The Chloroalkoxide Route to Transition Metal Oxides. Synthesis of V2O5 Thin Films and Powders from a Vanadium Chloromethoxide

详细信息    查看全文

• 作者：Mauro Epifani ; Teresa Andreu ; Carlos R. Magana ; Jordi Arbiol ; Pietro Siciliano ; Massimiliano D’ ; Arienzo ; Roberto Scotti ; Franca Morazzoni ; Joan R. Morante
• 刊名：Chemistry of Materials
• 出版年：2009
• 出版时间：April 28, 2009
• 年：2009
• 卷：21
• 期：8
• 页码：1618-1626
• 全文大小：283K
• 年卷期：v.21,no.8(April 28, 2009)
• ISSN：1520-5002

文摘

Vanadium chloromethoxide was prepared by the methanolysis of VCl₄. The addition of water with a H₂O:vanadium molar ratio ranging between 0 and 16 changed the solution color from green to deep blue at a rate increasing with water concentration. UV−vis, Fourier transform infrared, Raman, and electron paramagnetic resonance spectroscopy investigations showed that VCl₄ precursor is initially methanolyzed to (VO)Cl_x(OCH₃)_y (x + y = 4) monomers. Upon water addition, methoxo ligands undergo hydrolysis. The presence of chlorine ligands and of the vanadyl group explains the long-term stability of the solutions.

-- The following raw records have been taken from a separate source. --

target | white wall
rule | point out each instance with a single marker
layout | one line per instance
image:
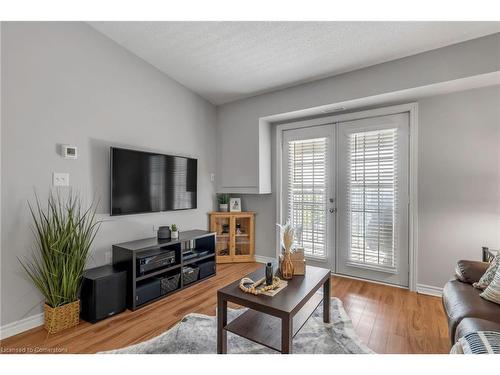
(67, 83)
(459, 180)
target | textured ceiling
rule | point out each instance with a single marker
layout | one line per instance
(226, 61)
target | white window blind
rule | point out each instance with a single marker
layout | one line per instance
(372, 197)
(307, 190)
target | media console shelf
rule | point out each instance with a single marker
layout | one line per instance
(193, 252)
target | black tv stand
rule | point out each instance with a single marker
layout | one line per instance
(199, 244)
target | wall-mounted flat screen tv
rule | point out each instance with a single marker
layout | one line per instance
(148, 182)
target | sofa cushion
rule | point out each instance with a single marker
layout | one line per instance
(470, 325)
(461, 300)
(470, 271)
(492, 291)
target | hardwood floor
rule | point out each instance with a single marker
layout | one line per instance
(388, 319)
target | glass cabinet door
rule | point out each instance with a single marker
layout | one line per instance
(222, 227)
(242, 235)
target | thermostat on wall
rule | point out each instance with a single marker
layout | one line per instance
(69, 152)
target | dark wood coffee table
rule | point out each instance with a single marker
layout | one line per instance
(273, 321)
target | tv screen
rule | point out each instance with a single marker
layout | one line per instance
(148, 182)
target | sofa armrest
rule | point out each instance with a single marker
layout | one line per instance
(470, 271)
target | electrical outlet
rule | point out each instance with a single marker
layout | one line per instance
(60, 179)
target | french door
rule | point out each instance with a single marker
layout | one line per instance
(346, 186)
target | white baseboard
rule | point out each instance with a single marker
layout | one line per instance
(20, 326)
(429, 290)
(263, 259)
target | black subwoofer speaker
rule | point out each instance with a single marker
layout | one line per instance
(103, 293)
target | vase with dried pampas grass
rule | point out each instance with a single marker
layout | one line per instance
(287, 239)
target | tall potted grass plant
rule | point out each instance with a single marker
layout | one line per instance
(64, 231)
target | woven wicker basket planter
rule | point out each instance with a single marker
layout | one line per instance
(62, 317)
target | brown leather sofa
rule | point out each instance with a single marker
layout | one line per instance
(466, 311)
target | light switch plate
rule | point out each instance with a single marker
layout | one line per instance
(60, 179)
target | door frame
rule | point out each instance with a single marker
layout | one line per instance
(412, 110)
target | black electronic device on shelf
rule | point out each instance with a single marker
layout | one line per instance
(149, 262)
(156, 268)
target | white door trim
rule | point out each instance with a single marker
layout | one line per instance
(412, 109)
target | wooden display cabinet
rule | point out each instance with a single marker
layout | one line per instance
(235, 236)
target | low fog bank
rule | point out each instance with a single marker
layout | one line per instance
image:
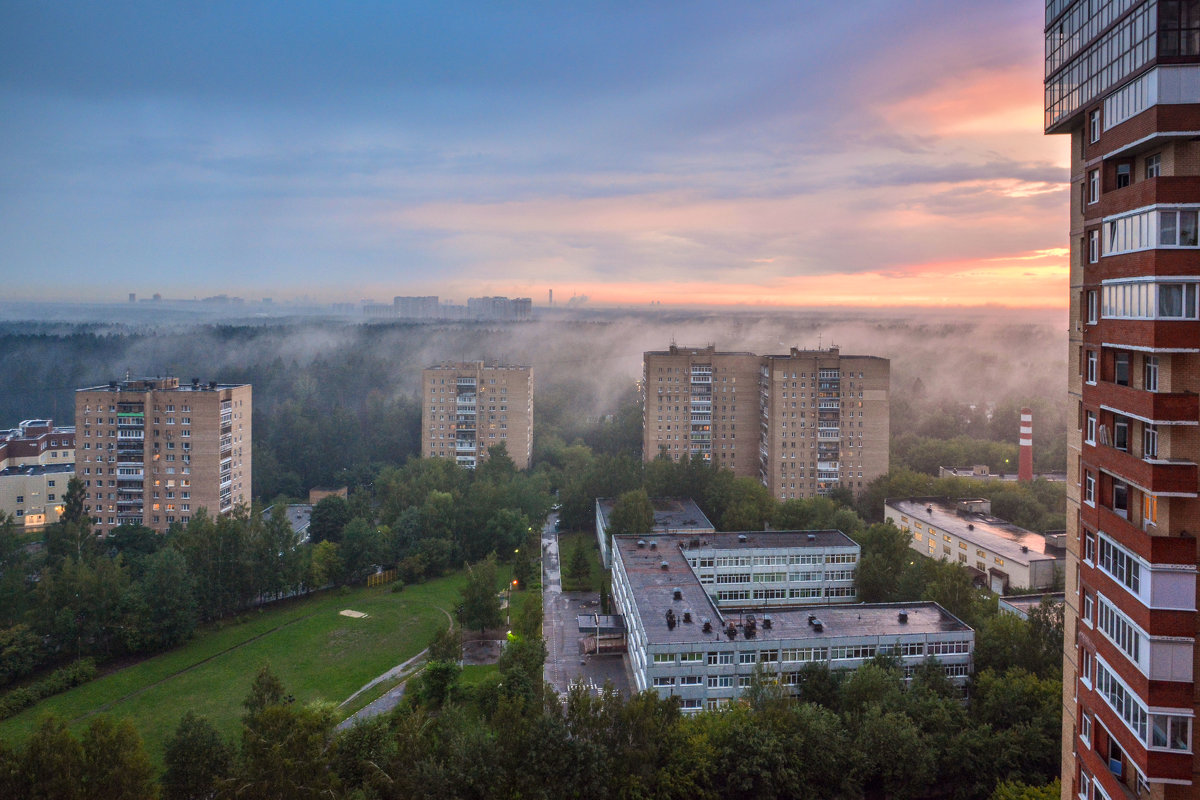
(982, 358)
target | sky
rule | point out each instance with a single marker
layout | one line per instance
(781, 154)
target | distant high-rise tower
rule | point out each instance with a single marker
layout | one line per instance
(1025, 444)
(1123, 80)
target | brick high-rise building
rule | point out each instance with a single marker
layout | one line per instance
(810, 420)
(153, 451)
(1123, 82)
(468, 408)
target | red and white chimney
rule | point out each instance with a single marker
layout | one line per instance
(1025, 457)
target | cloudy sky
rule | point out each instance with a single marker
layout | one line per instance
(798, 152)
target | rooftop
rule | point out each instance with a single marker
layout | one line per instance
(771, 539)
(653, 590)
(37, 469)
(160, 384)
(1029, 602)
(299, 515)
(670, 515)
(991, 533)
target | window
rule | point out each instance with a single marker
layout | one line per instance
(1121, 498)
(1122, 566)
(1153, 166)
(1123, 173)
(1121, 368)
(1121, 433)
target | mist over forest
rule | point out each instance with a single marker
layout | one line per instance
(333, 395)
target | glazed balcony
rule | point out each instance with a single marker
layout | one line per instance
(1159, 407)
(1158, 475)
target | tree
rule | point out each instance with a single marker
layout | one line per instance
(631, 513)
(52, 765)
(360, 549)
(1018, 791)
(197, 759)
(328, 519)
(579, 570)
(480, 602)
(115, 763)
(324, 566)
(162, 605)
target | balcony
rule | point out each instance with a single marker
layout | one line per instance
(1157, 476)
(1157, 407)
(1168, 188)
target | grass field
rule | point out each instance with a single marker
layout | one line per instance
(567, 545)
(318, 654)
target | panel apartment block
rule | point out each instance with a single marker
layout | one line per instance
(683, 644)
(1122, 80)
(803, 423)
(469, 407)
(154, 451)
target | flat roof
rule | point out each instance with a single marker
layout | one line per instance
(1029, 602)
(653, 593)
(299, 516)
(37, 469)
(981, 529)
(670, 513)
(768, 539)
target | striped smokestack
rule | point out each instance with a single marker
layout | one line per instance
(1025, 457)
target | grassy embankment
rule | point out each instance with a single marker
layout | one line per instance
(318, 654)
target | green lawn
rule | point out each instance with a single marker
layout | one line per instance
(567, 545)
(316, 651)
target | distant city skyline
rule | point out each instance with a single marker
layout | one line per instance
(703, 154)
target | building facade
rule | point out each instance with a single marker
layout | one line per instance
(154, 451)
(679, 643)
(1001, 555)
(471, 407)
(1122, 80)
(36, 462)
(810, 420)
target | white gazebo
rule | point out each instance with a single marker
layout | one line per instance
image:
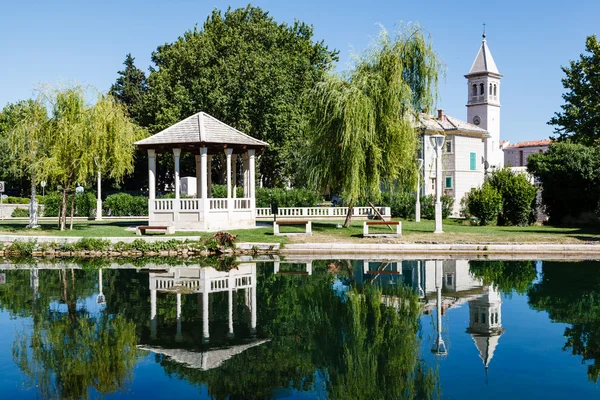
(204, 136)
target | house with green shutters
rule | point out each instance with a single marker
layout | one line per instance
(471, 148)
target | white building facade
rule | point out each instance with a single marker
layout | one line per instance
(472, 148)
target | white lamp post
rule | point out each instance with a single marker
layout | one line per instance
(438, 142)
(99, 199)
(418, 202)
(100, 299)
(439, 348)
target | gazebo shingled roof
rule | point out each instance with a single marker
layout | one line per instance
(201, 130)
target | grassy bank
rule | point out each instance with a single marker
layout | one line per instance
(327, 231)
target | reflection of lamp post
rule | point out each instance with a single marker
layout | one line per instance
(418, 203)
(99, 200)
(439, 348)
(100, 299)
(438, 142)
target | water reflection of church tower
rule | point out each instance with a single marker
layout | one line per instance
(485, 323)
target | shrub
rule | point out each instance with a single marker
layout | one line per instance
(518, 195)
(225, 239)
(23, 247)
(20, 212)
(16, 200)
(570, 177)
(93, 244)
(484, 203)
(125, 205)
(402, 204)
(51, 203)
(428, 206)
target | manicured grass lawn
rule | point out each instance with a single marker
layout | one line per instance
(327, 231)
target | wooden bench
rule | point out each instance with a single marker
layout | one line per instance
(383, 234)
(140, 230)
(277, 224)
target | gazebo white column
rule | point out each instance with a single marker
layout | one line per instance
(228, 153)
(151, 175)
(178, 336)
(251, 179)
(209, 176)
(153, 313)
(234, 176)
(246, 168)
(205, 329)
(230, 305)
(176, 156)
(199, 180)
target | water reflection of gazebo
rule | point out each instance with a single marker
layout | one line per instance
(204, 136)
(204, 282)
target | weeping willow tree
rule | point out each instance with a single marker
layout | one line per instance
(28, 140)
(87, 139)
(361, 131)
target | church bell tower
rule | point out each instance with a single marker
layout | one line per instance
(483, 104)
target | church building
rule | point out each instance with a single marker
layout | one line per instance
(471, 148)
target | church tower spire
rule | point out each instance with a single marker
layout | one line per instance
(483, 102)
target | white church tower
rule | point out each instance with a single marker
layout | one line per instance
(483, 105)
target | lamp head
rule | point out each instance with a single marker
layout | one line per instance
(439, 140)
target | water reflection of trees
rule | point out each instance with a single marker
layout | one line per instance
(504, 276)
(351, 346)
(68, 350)
(571, 294)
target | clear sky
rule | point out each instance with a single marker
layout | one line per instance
(86, 42)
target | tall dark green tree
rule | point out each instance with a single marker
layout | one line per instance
(243, 68)
(570, 178)
(131, 89)
(579, 119)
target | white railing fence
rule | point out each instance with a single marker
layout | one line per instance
(322, 212)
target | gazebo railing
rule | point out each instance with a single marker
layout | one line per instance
(322, 212)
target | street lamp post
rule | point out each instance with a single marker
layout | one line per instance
(99, 199)
(418, 203)
(439, 348)
(438, 142)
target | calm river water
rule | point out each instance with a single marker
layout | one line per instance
(346, 329)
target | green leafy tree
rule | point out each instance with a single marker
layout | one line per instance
(570, 178)
(10, 115)
(243, 68)
(518, 197)
(361, 132)
(484, 203)
(85, 139)
(29, 138)
(579, 119)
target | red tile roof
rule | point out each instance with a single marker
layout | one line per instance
(532, 143)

V₂O₅ thin films and powders were prepared, respectively, by spin-coating onto silicon substrates and drying of the solutions, followed by heat-treatments at temperatures up to 500 °C. Films and powder precursors were characterized by X-ray diffraction, FTIR, Raman, UV−vis, and EPR spectroscopy, transmission electron microscopy, and thermal analyses. The structural evolution begins by condensation of the initial monomers to form amorphous structures with poor extension of the three-dimensional network. Heat-treatment at higher temperatures induces further condensation and the elimination of the chlorine ligands, which leave an oxygen-defective structure and cause the initial formation of substoichiometric V₃O₇ phase. When the samples were annealed at T ≥ 400 °C, only the V₂O₅ phase was found. V₂O₅ powders annealed at 500 °C were used in chemoresistive gas sensing devices and were able to detect reducing gases such as ammonia and ethanol over a broad range of concentrations by stable and reliable signal.